Dissatisfaction with traditional outsourcing relationships is changing the way enterprises and their IT service providers do business. So what’s behind this trend, and how can organisations and service providers take action to address it?
According to Dexter Wee, General Manager iBOSS, Asia Pacific, Infrastructure Operations & Outsourcing Solutions, Datacraft, the swing to Multisourcing is a direct outcome of traditional sourcing strategies that cannot keep pace with rapidly changing business environments and evolving client needs.
“Multisourcing provides options. It allows clients to choose between best-of-breed service providers and select the right sources for IT services in order to obtain optimal business outcomes,” said Wee.
Wee adds that another key driver behind new approaches to sourcing IT is the fact that business priorities have changed.

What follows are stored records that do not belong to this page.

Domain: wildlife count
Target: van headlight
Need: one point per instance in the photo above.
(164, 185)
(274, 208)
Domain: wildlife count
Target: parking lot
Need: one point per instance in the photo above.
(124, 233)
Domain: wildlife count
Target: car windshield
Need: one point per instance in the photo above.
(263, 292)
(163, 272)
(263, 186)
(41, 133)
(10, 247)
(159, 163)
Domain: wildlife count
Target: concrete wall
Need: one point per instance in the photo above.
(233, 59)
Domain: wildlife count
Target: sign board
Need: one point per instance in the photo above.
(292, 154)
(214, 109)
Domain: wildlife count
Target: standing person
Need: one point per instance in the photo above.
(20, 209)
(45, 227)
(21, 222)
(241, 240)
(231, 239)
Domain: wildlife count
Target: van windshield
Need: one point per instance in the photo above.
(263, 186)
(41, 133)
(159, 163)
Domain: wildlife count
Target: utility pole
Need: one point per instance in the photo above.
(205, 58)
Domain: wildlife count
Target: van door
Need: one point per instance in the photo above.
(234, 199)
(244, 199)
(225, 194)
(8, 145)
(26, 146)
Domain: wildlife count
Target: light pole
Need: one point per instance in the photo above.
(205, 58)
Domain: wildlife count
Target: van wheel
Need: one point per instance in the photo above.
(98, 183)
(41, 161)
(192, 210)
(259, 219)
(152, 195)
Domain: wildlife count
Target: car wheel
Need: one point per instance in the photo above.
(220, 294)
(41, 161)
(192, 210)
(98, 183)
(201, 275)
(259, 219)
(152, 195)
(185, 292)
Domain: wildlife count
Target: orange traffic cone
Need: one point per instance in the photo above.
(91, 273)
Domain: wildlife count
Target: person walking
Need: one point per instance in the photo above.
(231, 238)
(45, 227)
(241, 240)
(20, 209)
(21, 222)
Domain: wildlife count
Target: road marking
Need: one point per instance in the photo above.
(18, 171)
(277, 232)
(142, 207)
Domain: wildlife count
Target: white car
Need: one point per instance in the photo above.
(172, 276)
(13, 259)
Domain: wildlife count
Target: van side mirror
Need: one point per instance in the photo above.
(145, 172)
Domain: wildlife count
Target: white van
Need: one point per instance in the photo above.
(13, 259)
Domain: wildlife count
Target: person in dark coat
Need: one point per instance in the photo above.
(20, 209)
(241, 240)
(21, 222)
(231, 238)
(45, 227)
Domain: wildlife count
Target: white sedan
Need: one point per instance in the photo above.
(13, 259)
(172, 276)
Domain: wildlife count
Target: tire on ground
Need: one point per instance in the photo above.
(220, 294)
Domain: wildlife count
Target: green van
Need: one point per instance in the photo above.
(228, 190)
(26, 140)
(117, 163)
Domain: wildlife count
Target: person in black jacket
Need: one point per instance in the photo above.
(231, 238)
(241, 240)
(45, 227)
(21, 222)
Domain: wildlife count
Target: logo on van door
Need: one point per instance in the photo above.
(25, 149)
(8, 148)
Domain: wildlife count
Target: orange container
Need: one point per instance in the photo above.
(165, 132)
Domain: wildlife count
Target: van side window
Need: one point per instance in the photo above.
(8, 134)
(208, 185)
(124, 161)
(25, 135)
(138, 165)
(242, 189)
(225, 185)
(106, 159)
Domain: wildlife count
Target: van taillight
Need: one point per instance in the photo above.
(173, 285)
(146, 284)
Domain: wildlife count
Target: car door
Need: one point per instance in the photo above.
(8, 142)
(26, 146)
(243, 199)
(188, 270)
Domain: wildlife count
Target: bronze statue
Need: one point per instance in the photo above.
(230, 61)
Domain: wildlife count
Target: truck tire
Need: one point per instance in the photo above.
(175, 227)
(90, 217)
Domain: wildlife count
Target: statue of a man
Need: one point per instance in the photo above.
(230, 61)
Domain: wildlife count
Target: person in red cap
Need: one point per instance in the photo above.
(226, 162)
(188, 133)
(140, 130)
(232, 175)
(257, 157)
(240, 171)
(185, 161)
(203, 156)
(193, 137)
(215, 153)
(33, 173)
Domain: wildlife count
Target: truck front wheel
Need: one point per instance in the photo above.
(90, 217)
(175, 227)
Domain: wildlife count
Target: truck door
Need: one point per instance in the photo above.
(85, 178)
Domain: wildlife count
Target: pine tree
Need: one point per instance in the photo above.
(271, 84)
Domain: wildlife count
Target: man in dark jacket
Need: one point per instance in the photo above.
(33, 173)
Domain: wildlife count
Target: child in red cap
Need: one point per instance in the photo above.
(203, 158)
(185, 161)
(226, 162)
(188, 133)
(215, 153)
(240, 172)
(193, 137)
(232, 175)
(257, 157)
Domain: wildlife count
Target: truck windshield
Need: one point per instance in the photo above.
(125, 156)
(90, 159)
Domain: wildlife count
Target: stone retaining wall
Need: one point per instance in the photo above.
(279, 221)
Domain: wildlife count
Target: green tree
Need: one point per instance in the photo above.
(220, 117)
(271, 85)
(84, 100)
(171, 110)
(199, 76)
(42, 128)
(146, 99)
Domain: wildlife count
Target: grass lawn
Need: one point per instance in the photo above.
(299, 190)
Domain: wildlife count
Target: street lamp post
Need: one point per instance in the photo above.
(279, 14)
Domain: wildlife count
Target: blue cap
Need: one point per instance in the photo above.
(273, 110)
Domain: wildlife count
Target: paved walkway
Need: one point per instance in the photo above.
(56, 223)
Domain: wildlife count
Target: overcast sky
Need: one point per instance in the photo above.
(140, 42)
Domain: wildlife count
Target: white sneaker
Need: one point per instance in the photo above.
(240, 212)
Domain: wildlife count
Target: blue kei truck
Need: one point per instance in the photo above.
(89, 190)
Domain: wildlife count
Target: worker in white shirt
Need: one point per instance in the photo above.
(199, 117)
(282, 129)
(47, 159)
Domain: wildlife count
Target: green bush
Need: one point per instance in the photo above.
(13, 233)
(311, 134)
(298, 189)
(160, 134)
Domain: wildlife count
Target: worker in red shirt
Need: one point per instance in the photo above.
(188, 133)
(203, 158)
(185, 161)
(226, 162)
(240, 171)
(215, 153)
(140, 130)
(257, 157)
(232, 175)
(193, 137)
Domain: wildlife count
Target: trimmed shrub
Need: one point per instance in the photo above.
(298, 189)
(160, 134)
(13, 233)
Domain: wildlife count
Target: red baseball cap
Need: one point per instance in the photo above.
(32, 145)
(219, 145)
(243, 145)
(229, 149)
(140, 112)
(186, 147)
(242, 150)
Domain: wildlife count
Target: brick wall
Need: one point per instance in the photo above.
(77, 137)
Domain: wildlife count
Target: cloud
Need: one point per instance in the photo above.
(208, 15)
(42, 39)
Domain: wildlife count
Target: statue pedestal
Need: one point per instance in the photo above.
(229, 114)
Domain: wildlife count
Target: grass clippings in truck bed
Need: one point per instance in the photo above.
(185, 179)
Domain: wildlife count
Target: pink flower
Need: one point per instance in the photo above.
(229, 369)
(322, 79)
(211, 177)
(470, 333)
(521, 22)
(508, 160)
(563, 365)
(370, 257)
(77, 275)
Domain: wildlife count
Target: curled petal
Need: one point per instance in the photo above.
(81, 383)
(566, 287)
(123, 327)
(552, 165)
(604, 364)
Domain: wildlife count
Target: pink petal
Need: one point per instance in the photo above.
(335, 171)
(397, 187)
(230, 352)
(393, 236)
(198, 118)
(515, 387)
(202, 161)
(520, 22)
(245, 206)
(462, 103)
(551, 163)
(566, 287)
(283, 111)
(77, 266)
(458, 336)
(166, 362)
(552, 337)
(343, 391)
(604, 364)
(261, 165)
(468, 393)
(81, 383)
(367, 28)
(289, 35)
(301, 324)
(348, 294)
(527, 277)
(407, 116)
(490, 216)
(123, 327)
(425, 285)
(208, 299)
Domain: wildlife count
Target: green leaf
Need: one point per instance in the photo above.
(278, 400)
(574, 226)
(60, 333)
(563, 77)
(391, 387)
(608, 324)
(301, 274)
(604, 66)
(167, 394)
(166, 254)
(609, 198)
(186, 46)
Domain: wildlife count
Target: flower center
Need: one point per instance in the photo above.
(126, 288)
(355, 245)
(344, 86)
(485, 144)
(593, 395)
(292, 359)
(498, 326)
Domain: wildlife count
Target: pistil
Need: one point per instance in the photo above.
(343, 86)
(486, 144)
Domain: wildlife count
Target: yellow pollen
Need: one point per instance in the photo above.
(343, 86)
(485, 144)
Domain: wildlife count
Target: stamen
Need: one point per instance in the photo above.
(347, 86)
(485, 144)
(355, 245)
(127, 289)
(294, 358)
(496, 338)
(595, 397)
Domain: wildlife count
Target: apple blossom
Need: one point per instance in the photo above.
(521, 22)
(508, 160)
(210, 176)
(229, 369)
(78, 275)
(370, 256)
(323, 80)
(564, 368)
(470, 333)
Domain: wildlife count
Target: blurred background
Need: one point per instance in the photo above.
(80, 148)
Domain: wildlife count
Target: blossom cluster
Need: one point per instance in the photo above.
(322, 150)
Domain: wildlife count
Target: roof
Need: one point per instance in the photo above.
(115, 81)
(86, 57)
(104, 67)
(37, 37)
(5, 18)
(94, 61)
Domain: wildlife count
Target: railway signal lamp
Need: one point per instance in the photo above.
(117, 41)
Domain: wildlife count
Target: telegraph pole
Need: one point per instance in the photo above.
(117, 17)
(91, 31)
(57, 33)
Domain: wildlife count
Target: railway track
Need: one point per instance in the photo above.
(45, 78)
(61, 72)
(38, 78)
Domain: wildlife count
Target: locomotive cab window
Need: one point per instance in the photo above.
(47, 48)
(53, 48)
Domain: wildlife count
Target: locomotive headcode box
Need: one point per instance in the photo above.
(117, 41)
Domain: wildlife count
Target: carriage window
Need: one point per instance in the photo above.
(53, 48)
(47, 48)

Organisations are faced with ever-growing expectations and competitive pressures and in this landscape, outsourcing simply to save money is not enough. Also, as technology becomes increasingly complex, clients are finding themselves under pressure to understand these rapidly evolving technologies and find ways to harness them to deliver competitive advantage - all this in a competitive global environment.
Wee outlines four trends that he believes will guide growth and continued commercial success for trend-savvy service providers as Multisourcing goes mainstream:
Today’s sophisticated clients want service providers to present them with a comprehensive range of modular offerings that allow them to engage at whichever level they are comfortable. Integration of new services, transparent pricing models and upfront agreements will become the order of the day.
Service providers should offer clients strong and credible sets of integrated but distinct solutions. These include traditional services such as planning, procurement and support, but also extend to services beyond the traditional offerings. A powerful example (Wee cites) is taking ownership of running services within a client’s environment throughout the technology’s lifecycle, thus maximising return on the current IT investment, and integrating new and existing technologies to extract maximum value.
Service providers must move beyond their traditional role of technology providers, to deliver innovation to their clients. The demand for ongoing improvement will be a critical differentiator in the Multisourcing market.
The battle for IT expertise and intellectual capital will win the market for service providers. The cost of finding, training and retaining highly skilled engineers in-house is a heavy burden for organisations outside the technology industry. This paves the way for service providers who can offer the human skills and top level resources to dominate the market.
“The Multisourcing approach offers a winning formula: Optimal value creation, combined with innovation, business alignment and return on IT investment – which results in success for both the client and the service provider.” concludes Wee.